Many of the successful new retail investor offerings that have appeared in the last decade are all trying to do one thing - take what exists and works on Wall Street and create a version for retail. From charting, research, data and analytics services, through to portfolio management or no code algo platforms that allow investors to generate their own trading ideas and strategies, all these services are trying to make tools that were previously only available to institutions and professionals, accessible to retail investors. A successful version of alpha capture is no different.
Web3 applies some Wall Street rules already. Trust in a system is really important. Whereas in the majority of social trading communities, creators contribute their ideas for free, if you look at cryptocurrency transactions and blockchain, the integrity of the blockchain relies on the Proof of Work, Proof of Stake (and other less well known) consensus mechanisms that give the miners and validators incentives to validate transactions. What would the blockchain be like if everyone were able to participate for free? Would you trust it then? Creator incentives to earn are no less key to trust in the whole social trading system.

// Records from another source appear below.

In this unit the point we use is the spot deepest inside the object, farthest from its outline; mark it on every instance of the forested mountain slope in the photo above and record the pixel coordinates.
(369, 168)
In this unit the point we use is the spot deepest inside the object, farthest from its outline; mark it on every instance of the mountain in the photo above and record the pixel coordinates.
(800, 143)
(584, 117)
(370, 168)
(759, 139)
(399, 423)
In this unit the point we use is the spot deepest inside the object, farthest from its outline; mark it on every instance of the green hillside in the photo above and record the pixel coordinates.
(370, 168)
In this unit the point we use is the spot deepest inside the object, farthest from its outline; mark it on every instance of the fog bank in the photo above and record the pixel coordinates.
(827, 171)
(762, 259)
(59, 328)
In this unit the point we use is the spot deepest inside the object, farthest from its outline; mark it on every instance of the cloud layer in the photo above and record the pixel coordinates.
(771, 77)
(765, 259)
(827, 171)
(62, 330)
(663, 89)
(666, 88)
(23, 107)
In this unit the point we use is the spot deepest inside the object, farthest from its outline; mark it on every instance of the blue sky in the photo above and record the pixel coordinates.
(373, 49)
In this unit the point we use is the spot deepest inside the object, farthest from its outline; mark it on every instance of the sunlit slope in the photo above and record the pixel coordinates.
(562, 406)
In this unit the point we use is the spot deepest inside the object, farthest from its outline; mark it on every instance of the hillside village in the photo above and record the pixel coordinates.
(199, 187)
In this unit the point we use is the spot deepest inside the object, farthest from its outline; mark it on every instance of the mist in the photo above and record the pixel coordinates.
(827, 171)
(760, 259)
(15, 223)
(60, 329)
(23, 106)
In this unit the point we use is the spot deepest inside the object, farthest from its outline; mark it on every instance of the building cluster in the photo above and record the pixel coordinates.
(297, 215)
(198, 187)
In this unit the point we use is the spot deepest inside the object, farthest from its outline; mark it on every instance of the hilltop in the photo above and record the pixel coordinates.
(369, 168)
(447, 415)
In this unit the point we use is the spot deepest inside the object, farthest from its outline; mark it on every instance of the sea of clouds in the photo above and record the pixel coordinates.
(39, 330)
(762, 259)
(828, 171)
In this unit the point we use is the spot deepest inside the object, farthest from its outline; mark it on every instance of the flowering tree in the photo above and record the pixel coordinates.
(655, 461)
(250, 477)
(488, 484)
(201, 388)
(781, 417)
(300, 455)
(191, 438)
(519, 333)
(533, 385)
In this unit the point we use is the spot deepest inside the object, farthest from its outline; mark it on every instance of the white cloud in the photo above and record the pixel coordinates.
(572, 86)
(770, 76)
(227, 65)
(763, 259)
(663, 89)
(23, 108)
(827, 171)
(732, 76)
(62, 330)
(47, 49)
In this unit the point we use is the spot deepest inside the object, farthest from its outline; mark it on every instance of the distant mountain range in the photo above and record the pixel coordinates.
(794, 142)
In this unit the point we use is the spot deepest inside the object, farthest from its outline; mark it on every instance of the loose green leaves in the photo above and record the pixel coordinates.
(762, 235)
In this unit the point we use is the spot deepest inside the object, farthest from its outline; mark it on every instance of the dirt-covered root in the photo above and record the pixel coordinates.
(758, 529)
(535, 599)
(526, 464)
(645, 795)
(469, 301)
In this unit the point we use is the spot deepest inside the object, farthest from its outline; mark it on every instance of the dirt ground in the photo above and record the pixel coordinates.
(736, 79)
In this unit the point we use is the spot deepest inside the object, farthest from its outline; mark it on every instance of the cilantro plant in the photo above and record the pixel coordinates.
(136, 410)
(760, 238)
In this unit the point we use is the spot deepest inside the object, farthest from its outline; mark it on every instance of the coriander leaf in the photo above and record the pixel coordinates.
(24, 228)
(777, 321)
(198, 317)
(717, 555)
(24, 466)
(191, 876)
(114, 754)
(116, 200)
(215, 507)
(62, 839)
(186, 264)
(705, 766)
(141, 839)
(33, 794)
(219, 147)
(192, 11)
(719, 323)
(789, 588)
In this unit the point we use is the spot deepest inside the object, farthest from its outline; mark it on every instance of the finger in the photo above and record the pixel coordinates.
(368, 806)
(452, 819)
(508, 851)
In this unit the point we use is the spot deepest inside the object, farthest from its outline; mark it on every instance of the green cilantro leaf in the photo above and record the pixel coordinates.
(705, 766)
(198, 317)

Everything you can't do in web2 as a creator, you can in web3. You own your ideas, your data, your users and your performance record. You can encrypt your ideas. You control who can access them, how they access them and on what channels. You own your business model and can charge for access to your ideas, to share them or to enable them to be copied in a distributed way. It is easy to build a performance record - it's accessible, affordable and scalable. It's all on-chain, independently verifiable and trustless.
If you follow the Wall Street model, the incentive to prove your performance is clear - the better your performance, the more you can charge and the more people want access to your ideas. It's better for investors too - they can access proven investment strategies and make informed decisions about how they invest their money, making it easier for them to create and grow wealth. By putting creators in control, control is passed to investors in turn and everyone benefits. It is also the perfect solution for regulators, who are concerned about protecting retail investors from being exposed to false or misleading information; a new industry standard - trustless proof of performance. It opens up a different world.

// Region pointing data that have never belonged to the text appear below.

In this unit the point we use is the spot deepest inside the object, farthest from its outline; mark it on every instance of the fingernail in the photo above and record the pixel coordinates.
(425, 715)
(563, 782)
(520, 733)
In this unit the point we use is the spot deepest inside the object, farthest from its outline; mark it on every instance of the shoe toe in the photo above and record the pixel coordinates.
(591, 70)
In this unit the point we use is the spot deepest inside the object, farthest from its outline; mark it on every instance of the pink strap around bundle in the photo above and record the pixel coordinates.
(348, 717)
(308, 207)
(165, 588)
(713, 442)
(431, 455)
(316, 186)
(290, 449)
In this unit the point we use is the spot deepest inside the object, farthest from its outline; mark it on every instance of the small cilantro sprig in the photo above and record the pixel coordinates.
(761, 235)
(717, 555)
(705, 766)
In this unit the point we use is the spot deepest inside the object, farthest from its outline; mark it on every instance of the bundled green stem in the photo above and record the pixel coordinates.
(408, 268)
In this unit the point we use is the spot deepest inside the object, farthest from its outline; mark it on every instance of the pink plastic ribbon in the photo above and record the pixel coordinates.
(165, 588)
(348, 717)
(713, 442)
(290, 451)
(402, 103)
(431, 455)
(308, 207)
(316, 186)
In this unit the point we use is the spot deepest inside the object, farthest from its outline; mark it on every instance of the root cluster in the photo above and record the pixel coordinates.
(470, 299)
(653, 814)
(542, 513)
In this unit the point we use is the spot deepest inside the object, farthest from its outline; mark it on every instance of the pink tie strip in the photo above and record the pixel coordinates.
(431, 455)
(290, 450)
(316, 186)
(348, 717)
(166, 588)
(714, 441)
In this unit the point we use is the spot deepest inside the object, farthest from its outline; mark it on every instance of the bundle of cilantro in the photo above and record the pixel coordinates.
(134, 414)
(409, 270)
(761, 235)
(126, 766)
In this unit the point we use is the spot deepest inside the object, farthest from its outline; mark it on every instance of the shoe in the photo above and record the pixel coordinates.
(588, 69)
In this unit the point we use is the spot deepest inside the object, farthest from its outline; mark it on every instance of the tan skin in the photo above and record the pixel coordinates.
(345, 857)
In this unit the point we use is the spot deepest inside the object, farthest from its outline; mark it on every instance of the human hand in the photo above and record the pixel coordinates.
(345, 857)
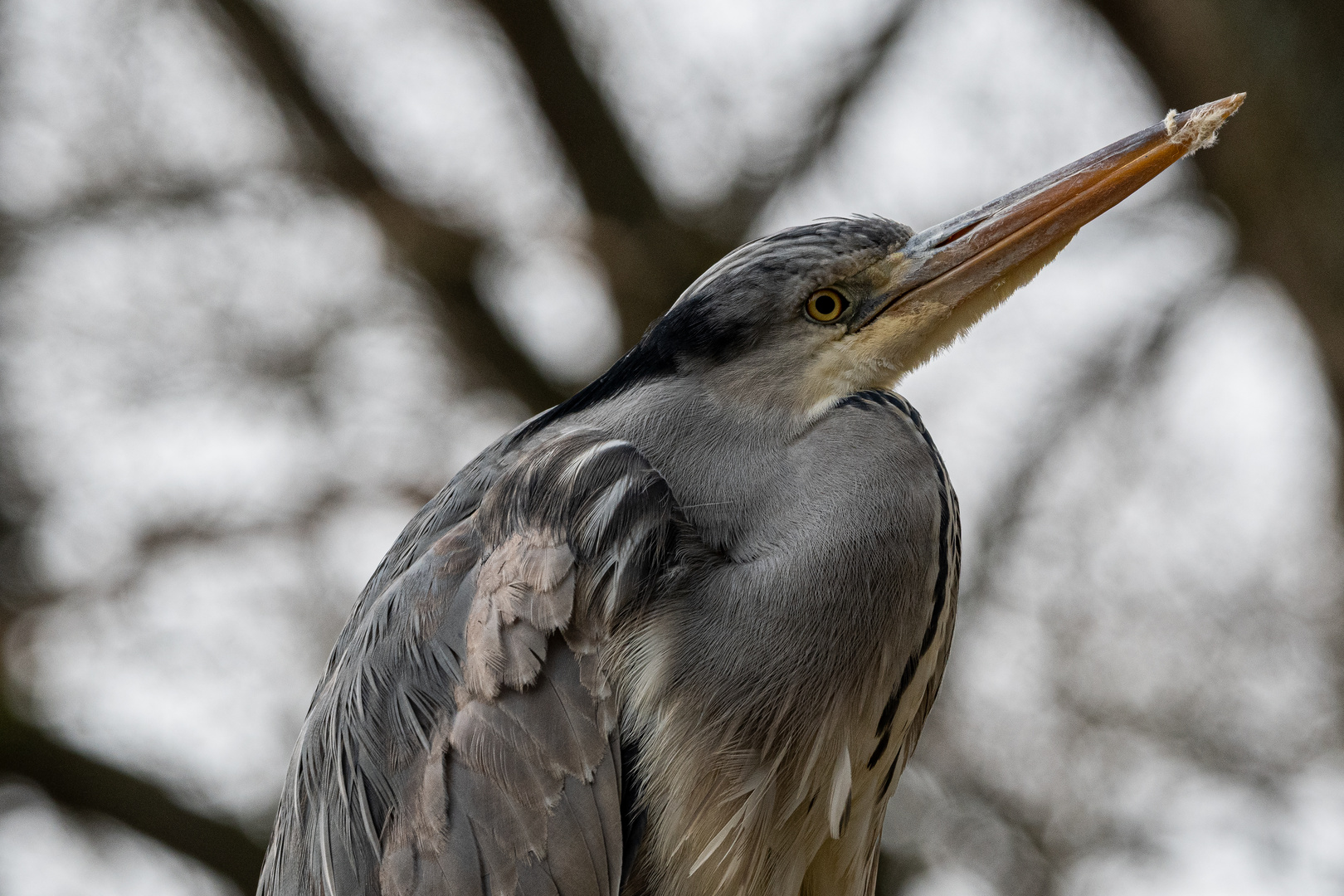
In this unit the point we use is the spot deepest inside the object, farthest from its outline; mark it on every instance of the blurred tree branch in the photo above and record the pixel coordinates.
(1281, 168)
(85, 785)
(440, 256)
(650, 256)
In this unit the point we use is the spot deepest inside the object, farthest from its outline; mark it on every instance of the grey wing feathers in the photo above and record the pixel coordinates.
(464, 738)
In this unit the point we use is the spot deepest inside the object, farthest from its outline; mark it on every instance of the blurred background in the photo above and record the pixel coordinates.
(272, 270)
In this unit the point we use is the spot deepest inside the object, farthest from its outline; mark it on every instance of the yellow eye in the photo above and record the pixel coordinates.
(825, 305)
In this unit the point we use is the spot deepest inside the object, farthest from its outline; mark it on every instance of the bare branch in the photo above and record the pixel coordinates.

AlphaCapture is a dApp for creators of investment strategies. We enable you to tokenize your investment strategies as encrypted non-fungible tokens (NFTs), so you can build a trustless performance record anyone can trust and sell real-time access to your strategies, at a price you set, correlated to your performance. You own your data, your users and control access to your ideas. We cover all asset classes and you can use all our tools on your own application or site, as well as on ours, so you can reach your audience your way. Your subscribers can automate your strategies to any brokerage or exchange (centralised or decentralised) account they want, using our Distributed Individual Investing tools.
We want to give you high control and high incentives, so that you have complete independence and unlimited potential rewards. Anyone should be able to create an investment strategy, prove their performance and be rewarded for it. We want your performance to be able to do the talking for you and open up new opportunities. The next best investment strategies could come from Main Street and you no longer have to work on Wall Street to be rewarded for them.